As WEB Du Bois wrote in his book Black Reconstruction: “The mere fact that a man could be, under the law, the actual master of the mind and body of human beings…tended to inflate the ego of most planters beyond all reason; they became arrogant, strutting, quarrelsome kinglets; they issued commands; they made laws; they shouted their orders; they expected deference and self-abasement; they were choleric and easily insulted.”

“As the world had long learned, nothing is so calculated to ruin human nature as absolute power over human beings,” Du Bois concluded. The lust for this kind of power is why even whites living in poverty have always found enjoyment in Black suffering.

First dreams often die hard. It took the Civil War to destroy the orgasmic fantasy of white men becoming choleric mini-tyrants through the American Dream of plantation slavery. But this version of the American Dream morphed and lives on in the laws, the hearts, and the minds of millions of American men.

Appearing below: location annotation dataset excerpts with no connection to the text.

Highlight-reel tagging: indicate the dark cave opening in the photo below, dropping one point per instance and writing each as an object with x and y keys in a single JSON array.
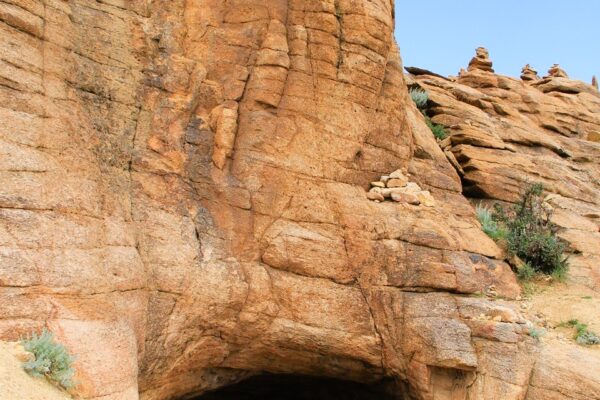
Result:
[{"x": 298, "y": 387}]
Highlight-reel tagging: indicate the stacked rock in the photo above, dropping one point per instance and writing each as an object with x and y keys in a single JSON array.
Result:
[
  {"x": 397, "y": 187},
  {"x": 529, "y": 74},
  {"x": 556, "y": 71},
  {"x": 481, "y": 61}
]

This Dream is what explains the popularity of rich white men in the US. White evangelists like Joel Osteen and Kenneth Copeland, robber barons like JD Rockefeller and Andrew Carnegie, nouveau billionaires like Jeff Bezos and Elon Musk, and grifters and paedophiles like Donald Trump and Jeffrey Epstein.

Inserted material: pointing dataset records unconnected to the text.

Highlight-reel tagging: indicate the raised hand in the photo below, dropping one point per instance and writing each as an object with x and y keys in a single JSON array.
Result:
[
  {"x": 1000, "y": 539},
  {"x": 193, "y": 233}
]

The lack of such status adds anti-Black and misogynistic hatred and resentment to white men’s sense of entitlement and little fear of consequences as ingredients, because they will always have an army of supporters in their pursuit of this toxic American Dream. They will continue to turn this country and world into a nightmare for us all.

The views expressed in this article are the author’s own and do not necessarily reflect Al Jazeera’s editorial stance.